僕が社会人になって初めて働いた会社は、今でいうブラックに近い会社だった。
定時に出社して退社できたのは、入社したその日だけ。
残業も毎月45時間以上は当たり前で、定時を2時間過ぎたのに課長に「塚田くん今から横浜行ってきて」と言われる事があった。僕が働いていたのは世田谷区の下北沢というところだったので普通に往復だけで1時間半はかかる。
そういう会社だった。
でも僕は初めて働いた会社だったし、「お金を稼ぐのはたいへん」というのが頭にあったのでこれが普通なんだろうと思い、特に不満なく働いていた。
ちなみにブラック企業はグッドブラック企業とバッドブラック企業に分かれるらしい。
グッドブラック企業は「仕事はきついけど、社員を育ててくれる会社。一人前にしようという体制が整っている」会社。
そしてバッドブラック企業は「嫌がらせや給与の未払い、上司の横暴、社員をコマのように扱う」会社らしい。
僕のいた会社は間違いなくグッドな方だった。
それは皆で僕を育てるという気持ちがひしひしと伝わっていたし、お姉さま方達からも僕を「一人前の大人にする」という使命感みたいなものを感じられた。
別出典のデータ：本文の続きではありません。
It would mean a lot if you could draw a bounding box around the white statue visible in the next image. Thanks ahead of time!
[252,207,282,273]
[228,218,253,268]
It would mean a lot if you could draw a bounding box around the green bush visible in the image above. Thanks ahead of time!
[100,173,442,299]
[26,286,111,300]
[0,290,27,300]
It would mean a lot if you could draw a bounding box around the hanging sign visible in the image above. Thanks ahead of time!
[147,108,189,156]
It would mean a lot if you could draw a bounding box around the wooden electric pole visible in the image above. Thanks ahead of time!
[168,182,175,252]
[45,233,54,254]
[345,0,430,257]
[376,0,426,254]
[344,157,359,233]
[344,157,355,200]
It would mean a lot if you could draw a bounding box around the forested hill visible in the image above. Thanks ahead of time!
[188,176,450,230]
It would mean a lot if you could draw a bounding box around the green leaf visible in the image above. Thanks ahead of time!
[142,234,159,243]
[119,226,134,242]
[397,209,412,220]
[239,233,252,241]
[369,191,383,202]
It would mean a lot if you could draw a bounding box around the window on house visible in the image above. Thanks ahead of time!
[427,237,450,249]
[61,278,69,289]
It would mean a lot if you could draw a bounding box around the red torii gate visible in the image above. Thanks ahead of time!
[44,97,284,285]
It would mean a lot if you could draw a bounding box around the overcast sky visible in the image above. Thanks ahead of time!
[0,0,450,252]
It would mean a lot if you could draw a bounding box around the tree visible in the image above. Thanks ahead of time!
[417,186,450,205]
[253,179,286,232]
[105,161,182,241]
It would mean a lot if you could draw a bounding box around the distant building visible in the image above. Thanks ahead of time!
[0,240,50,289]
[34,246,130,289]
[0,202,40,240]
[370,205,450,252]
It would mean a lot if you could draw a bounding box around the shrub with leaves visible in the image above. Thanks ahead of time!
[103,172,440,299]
アットホームな会社でもあり一度盲腸で仕事を休んだ時、一人暮らしの僕を心配して部長が「困った事が有ればなんでも言え!」とわざわざ連絡をくれた時は嬉しかった。
長時間残業だったり、参考に出来ない事はあるけど、あの時の経験が今のチームワークや顧客への対応といった仕事に対する考え方、立ち振る舞いに大きく影響していると思う。